Io c’è è il terzo lungometraggio di Alessandro Aronadio, regista del gioiellino Orecchie, che si rivolge stavolta ad un pubblico più vasto, affrontando un argomento delicato come quello della fede, insito in qualche modo anche nel film precedente.
Attraverso i toni della commedia brillante e politicamente scorretta, Aronadio (anche sceneggiatore assieme ad Edoardo Leo, Valerio Cilio e Renato Sannio) indaga sul nostro bisogno di credere, aprendosi a volte a riflessioni profonde e non banali, altre a snodi narrativi più consueti e meno efficaci.
Io c’è alterna ironia, cattiveria e malinconia camminando sul crinale della commedia all’italiana e mettendo in scena una galleria di caratteri di cui esplora, spesso impietosamente, l’umana miseria.
Il merito del film di Aronadio è sicuramente quello di essere irriverente, senza deridere o giudicare i suoi personaggi, non risultando, pertanto, mai cinico verso la fede e chi crede. In tal modo, la pellicola riesce ad essere pienamente credibile pur nella paradossalità della situazione che racconta.
Se però la prima parte di Io c’è regge, soprattutto grazie alla simpatica ricerca del protagonista dei punti deboli di ogni religione, per proporne una che sia più comoda, personale e contemporanea, la seconda ha il demerito di scegliere percorsi accomodanti e di perdere buona parte dell’arguzia che lo avevano contraddistinto.

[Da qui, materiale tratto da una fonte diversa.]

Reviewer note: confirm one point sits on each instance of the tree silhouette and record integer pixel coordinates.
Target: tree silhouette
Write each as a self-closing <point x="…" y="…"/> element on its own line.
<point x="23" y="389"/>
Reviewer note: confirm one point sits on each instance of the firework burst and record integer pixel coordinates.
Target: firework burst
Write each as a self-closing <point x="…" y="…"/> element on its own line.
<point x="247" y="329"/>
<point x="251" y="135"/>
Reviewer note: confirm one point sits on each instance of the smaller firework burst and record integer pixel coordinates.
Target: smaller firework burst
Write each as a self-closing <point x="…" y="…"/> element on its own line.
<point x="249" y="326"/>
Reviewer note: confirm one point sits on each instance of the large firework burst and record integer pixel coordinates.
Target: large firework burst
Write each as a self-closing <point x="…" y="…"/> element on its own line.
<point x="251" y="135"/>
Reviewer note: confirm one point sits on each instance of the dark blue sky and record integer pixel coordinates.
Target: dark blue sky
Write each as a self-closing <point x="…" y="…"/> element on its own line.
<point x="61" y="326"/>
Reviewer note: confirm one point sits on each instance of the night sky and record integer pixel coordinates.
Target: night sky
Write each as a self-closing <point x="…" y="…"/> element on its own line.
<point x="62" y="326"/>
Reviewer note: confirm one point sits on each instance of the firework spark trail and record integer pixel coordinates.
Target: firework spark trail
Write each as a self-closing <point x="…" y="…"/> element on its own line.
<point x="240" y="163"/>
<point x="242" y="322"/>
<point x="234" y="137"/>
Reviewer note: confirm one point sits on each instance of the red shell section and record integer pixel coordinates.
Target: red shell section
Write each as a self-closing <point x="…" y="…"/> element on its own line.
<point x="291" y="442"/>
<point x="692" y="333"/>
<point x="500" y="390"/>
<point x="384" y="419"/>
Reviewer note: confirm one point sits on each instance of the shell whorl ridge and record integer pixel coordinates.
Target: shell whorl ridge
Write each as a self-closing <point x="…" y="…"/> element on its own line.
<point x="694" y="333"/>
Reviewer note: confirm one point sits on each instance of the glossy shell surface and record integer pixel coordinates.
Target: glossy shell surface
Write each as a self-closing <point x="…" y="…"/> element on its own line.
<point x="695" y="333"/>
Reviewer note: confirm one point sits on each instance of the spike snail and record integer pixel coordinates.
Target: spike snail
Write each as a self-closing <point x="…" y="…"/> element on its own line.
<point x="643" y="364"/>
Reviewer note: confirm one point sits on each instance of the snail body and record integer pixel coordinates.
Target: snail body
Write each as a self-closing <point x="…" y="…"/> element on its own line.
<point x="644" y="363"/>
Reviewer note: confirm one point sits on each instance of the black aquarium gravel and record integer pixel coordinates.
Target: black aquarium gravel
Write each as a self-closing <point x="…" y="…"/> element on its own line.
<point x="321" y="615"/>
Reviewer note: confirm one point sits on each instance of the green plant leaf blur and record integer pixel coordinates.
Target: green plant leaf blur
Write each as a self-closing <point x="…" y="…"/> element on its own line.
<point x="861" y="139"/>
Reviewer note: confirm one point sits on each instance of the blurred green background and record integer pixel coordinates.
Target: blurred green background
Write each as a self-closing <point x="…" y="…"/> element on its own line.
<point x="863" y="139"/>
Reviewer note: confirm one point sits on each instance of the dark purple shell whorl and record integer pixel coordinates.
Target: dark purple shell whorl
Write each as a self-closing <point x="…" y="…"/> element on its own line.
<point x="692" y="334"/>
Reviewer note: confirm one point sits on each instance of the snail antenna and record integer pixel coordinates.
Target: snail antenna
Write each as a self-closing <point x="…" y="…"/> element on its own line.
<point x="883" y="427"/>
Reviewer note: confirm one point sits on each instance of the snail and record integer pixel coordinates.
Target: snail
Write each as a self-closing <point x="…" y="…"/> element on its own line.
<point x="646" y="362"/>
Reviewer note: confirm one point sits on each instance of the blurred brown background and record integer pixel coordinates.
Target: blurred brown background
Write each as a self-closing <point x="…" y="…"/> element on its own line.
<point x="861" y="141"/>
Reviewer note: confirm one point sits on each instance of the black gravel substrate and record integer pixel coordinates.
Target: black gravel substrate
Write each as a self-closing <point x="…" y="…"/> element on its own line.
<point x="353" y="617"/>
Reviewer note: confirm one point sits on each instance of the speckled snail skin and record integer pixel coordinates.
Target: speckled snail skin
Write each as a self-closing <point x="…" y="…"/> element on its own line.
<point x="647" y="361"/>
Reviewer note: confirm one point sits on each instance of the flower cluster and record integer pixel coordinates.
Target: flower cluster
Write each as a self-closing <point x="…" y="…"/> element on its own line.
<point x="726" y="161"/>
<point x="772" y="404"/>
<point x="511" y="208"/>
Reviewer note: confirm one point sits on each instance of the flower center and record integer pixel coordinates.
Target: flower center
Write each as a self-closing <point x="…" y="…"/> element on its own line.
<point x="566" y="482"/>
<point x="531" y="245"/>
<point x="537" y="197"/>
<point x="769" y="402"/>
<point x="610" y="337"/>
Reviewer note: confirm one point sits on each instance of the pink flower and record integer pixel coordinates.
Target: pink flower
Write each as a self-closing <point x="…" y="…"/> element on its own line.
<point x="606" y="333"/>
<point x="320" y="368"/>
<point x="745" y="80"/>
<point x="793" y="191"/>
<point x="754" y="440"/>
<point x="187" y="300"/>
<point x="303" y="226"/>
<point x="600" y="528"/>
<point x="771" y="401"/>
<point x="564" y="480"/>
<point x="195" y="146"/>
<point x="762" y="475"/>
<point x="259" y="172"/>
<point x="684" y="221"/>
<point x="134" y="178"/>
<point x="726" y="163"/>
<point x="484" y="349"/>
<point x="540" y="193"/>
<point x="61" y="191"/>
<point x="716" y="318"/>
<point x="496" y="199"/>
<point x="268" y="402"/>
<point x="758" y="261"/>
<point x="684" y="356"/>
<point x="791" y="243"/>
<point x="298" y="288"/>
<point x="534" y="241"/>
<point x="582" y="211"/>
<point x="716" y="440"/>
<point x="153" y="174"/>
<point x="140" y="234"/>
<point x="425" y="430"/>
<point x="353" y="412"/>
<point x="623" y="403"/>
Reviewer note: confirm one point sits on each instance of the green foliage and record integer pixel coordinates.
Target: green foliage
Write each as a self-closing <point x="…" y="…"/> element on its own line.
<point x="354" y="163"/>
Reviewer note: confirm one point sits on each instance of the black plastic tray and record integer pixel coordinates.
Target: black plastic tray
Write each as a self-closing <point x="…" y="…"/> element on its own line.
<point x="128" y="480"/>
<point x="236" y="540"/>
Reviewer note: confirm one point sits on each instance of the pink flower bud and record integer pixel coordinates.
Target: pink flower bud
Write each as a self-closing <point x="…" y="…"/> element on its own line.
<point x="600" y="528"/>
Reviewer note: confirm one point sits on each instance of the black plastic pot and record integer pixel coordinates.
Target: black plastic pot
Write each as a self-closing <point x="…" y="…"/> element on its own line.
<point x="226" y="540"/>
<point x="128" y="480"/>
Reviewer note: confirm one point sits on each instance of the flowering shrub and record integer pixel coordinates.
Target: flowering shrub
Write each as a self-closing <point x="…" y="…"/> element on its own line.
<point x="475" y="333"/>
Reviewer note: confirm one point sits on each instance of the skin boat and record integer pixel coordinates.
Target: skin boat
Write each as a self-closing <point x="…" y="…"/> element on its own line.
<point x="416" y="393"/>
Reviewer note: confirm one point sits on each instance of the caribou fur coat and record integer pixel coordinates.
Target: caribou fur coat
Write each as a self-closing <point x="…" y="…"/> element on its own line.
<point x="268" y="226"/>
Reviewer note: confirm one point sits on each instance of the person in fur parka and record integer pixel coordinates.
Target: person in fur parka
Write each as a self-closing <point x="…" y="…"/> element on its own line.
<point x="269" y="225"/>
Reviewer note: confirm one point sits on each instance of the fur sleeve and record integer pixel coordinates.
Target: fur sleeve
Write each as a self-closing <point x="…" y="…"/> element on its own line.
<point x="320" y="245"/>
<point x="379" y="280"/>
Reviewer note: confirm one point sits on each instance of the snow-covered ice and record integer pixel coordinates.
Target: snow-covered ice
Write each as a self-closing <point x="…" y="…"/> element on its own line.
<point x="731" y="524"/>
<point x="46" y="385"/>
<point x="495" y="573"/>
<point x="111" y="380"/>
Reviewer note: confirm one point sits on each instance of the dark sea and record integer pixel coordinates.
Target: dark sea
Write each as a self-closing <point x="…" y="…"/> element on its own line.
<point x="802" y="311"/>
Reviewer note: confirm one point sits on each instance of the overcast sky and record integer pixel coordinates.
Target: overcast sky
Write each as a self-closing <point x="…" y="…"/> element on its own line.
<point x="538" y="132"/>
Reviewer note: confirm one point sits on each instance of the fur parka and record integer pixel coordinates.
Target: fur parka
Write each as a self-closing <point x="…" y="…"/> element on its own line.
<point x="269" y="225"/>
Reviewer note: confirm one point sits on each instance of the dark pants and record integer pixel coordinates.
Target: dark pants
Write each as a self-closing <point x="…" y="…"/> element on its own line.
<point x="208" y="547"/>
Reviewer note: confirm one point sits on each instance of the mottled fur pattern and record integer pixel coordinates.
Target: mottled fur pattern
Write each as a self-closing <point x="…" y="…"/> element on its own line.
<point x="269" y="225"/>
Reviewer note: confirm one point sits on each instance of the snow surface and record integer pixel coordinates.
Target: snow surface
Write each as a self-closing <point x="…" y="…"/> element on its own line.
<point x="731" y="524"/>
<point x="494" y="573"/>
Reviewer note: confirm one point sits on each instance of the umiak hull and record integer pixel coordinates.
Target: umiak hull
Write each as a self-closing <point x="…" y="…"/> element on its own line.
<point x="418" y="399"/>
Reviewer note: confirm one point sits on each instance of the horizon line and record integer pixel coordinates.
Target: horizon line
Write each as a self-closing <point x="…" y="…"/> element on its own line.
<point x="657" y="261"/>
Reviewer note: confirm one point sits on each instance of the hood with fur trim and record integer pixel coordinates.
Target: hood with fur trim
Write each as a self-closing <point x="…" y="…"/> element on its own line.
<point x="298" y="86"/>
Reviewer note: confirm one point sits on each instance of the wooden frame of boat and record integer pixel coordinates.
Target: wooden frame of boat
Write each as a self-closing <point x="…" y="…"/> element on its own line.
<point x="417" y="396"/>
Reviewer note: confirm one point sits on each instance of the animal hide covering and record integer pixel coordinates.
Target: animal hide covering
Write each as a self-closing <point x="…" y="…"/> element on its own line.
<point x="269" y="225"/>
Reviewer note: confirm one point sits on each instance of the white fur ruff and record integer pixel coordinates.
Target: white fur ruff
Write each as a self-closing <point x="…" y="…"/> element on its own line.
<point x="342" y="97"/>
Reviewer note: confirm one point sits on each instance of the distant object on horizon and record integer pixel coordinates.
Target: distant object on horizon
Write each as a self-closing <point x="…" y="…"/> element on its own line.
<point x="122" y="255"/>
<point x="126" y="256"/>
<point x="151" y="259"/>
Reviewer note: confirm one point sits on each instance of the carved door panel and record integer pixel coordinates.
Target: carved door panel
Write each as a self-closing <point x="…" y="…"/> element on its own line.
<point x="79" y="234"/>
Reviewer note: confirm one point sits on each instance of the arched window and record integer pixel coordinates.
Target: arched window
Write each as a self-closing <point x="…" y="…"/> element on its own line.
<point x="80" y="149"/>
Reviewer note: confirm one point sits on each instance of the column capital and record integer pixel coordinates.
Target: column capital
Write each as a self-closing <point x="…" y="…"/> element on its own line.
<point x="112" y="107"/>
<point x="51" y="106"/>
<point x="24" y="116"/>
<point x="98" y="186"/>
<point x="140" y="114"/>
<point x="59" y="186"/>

L’intelligente soavità della scrittura di Orecchie non torna in Io c’è, che risulta certamente un progetto ambizioso, ma solo parzialmente riuscito, anche a causa di personaggi poco incisivi (soprattutto quelli di Buy, Battiston, Bruno e Michelini) e di una comicità non sempre calibrata.
Apprezzabile resta comunque la volontà di ricerca di una cifra stilistica originale, pur all’interno delle costrizioni commerciali.